Yes, the Spurs nine-man core from last season costs them just under $50 million. Yes, the Brooklyn Nets are set to pay Deron Williams, Joe Johnson and Kevin Garnett in excess of that number by about $5 million. Yes, that’s hilarious.
After Anderson’s rookie contract, whatever the team decides to do with Matt Bonner, plus contracts to Corey Joseph and Jeff Ayres, the Spurs can still use its Full Mid-Level exception on Pau Gasol, which would be new levels of “Wow, the Spurs are the best organization and team in basketball.”
Gasol can make more money elsewhere, like Chicago or Los Angeles – teams that are poised to miss on Carmelo Anthony and that suddenly have money burning holes in their pockets – but for $5 million per season, San Antonio would be able to find minutes for Gasol, who would love to join the Foreign Legion in San Antonio.
Oh, and with Popovich not retiring for multiple years, it’s possible that Gasol could be the heir to Duncan’s starting power forward spot after the big man most likely hangs up his sneakers next summer.
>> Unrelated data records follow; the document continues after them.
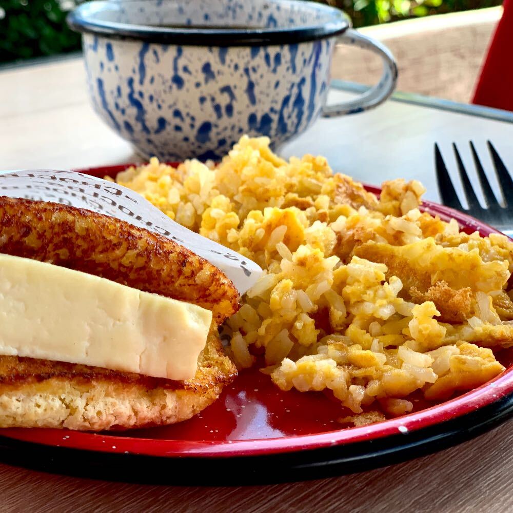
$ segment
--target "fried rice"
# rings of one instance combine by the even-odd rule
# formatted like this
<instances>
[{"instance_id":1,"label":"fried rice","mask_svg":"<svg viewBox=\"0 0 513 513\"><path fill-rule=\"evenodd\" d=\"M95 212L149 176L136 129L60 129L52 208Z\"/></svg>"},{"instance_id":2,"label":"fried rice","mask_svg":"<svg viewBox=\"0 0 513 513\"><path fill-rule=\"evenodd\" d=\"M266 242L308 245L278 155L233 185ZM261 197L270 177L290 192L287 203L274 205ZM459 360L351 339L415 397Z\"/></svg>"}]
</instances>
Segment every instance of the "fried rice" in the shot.
<instances>
[{"instance_id":1,"label":"fried rice","mask_svg":"<svg viewBox=\"0 0 513 513\"><path fill-rule=\"evenodd\" d=\"M222 161L155 158L120 173L177 222L264 269L225 327L240 368L332 393L357 425L439 402L504 368L513 346L513 242L419 210L417 181L379 198L322 156L285 161L242 137Z\"/></svg>"}]
</instances>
That’s not a bad reason for Popovich to stick around; either Gasol or Duncan has been the starting power forward on the Western Conference champion six of the last eight seasons. (The other two years it was Dirk Nowitzki and Serge Ibaka.)
Popvich, Duncan, Parker, Ginobili, Leonard, all of those shooters, Diaw’s passing wizardry AND Gasol? Yeah, they’d be pretty good.
(Okay, now you can go back to Twitter to see if a couple free agents returned to teams that aren’t the best teams in basketball. I’m sure the Spurs will be too old to defend their title next season anyway.)
(Hahahaha – The Spurs have the entire NBA exactly where they want them.)